Here's what you need to know.
When GDPR came into effect, it brought with it the Data Protection Fee, which most organisations have to pay. Failure to cough up the cash, it said, would result in a monetary penalty of several thousand pounds. This week, Data Protection Fee fines became a reality.
Over the past few months, the Information Commissioner's Office (ICO) has sent out more than 900 letters to companies that haven’t paid the money they owe (which can range from £40 to £2,900, depending on the size of their workforce and their annual turnover), demanding the cash. On 28th November 2018, the ICO announced that it had fined a hundred of these businesses for non-compliance. More would follow, it said in its announcement.
Like the fee itself, the Data Protection Fee fines vary according to the size and turnover of the offender, starting from £400 and going right up to £4,000. A further £350 may also be added if there are aggravating factors.
Why Do Data Protection Fee Fines Exist?
The ICO is completely open about the reasons for the fines:
“The money collected from the data protection fee funds the ICO’s work to uphold information rights such as investigations into data breaches and complaints, our popular advice line, and guidance and resources for organisations to help them understand and comply with their data protection obligations. The ICO has grown over the last two years to meet its wider data protection remit and responsibilities following GDPR. It now employs 670 staff.”

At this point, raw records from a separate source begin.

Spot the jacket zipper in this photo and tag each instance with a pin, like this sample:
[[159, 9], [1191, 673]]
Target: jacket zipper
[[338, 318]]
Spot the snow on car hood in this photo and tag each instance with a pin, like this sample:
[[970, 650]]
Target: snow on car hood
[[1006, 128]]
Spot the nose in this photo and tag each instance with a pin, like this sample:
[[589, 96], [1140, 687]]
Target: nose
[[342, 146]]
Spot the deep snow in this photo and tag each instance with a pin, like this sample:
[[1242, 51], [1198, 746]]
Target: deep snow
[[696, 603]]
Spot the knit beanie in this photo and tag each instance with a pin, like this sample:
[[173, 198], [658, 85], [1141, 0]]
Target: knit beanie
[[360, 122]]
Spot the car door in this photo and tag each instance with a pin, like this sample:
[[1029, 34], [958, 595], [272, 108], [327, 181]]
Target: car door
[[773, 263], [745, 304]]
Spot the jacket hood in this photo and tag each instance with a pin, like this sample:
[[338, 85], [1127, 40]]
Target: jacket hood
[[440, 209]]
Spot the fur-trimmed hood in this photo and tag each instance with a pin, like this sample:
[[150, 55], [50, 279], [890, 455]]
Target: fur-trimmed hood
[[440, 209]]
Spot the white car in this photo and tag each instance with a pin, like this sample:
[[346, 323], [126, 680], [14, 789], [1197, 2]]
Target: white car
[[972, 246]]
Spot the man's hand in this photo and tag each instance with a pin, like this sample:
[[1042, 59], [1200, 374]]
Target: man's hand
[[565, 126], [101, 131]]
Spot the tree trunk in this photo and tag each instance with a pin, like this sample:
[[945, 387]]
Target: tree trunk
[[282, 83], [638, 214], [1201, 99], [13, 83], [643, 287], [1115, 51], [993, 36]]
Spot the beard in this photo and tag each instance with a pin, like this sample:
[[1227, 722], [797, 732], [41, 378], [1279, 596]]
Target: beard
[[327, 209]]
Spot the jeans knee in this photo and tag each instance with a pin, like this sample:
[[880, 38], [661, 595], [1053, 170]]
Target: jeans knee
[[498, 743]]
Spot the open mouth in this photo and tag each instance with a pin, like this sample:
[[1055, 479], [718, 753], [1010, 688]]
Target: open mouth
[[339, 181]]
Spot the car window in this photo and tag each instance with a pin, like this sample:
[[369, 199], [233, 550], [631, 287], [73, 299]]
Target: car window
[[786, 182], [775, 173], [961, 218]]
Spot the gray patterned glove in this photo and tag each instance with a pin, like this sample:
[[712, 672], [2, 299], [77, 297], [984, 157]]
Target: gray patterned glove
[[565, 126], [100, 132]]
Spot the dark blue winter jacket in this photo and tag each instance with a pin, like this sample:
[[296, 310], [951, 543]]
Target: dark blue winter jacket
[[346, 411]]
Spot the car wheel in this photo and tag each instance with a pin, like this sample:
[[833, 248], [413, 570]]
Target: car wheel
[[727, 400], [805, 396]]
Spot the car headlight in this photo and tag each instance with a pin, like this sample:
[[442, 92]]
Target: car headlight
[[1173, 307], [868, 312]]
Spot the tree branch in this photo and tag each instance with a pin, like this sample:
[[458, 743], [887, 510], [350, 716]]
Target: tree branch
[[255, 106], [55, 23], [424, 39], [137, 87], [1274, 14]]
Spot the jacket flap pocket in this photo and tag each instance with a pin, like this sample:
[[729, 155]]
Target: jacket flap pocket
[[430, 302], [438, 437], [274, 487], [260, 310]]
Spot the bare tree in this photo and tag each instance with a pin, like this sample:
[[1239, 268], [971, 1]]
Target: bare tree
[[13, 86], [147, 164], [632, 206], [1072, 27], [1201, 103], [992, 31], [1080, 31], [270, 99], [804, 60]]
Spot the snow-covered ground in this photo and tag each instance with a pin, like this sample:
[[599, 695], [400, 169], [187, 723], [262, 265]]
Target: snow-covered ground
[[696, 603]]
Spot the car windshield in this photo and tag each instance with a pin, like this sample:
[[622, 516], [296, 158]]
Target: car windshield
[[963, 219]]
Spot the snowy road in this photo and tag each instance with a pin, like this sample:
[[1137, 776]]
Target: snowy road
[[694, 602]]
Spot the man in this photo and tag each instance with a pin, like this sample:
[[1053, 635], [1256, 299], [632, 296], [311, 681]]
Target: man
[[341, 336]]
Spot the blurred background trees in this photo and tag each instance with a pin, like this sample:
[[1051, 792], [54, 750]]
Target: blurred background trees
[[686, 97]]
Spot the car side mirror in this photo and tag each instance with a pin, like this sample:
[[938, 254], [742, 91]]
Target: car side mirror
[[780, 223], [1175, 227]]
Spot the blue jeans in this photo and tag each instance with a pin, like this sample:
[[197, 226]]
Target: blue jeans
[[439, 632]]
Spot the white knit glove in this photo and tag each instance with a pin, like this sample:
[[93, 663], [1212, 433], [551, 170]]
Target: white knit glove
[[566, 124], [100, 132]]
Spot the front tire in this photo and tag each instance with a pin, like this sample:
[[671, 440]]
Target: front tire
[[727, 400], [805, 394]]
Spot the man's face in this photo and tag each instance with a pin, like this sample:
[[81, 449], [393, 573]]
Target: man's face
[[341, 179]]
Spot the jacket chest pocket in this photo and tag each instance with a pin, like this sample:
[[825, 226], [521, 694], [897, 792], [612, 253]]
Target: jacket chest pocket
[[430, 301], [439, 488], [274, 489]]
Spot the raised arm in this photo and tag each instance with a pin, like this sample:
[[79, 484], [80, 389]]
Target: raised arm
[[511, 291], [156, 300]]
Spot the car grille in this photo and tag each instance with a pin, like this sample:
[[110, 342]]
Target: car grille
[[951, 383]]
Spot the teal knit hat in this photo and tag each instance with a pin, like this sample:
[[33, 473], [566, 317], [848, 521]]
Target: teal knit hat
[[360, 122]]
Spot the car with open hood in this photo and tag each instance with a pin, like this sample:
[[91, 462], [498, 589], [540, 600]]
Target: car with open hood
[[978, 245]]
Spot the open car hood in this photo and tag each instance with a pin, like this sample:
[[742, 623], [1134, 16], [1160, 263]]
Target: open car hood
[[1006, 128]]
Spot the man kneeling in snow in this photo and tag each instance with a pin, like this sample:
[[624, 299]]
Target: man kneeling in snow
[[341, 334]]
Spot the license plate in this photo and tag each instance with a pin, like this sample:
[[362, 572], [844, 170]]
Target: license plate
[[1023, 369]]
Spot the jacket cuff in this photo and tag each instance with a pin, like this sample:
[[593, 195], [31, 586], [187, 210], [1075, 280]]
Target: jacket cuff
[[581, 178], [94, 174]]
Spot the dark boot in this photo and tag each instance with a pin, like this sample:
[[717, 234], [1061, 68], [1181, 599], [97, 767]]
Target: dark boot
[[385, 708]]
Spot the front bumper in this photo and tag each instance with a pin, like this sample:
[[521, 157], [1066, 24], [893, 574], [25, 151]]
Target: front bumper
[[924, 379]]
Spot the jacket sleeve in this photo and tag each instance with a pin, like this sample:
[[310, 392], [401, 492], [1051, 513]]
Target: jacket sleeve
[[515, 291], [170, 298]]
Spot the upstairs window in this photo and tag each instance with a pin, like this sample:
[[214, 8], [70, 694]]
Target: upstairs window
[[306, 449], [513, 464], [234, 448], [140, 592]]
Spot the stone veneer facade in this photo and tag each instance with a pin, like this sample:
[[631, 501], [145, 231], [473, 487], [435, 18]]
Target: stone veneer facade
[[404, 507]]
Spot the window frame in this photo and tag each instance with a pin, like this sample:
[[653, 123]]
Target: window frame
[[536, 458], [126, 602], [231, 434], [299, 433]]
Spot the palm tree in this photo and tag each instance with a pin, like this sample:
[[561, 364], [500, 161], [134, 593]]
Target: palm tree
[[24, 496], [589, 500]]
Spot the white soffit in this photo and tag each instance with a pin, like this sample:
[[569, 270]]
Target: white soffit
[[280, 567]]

Without money from the Data Protection Fee, the ICO would not be able to enforce GDPR effectively, and with so many extra staff to pay for, it’s understandably irked by businesses that don’t pay their way.
Should You Pay The Fee?
If you don’t want to pay a Data Protection Fee fine, then you should pay the Data Protection Fee, if you’re required to. The real question, then, is whether you meet the criteria or whether you’re exempt.
As our previous blog post on this subject explained, most organisations that process personal data should be paying the fee, so if you’re in any doubt about what you should be paying, contact the ICO helpline on 0303 123 1113.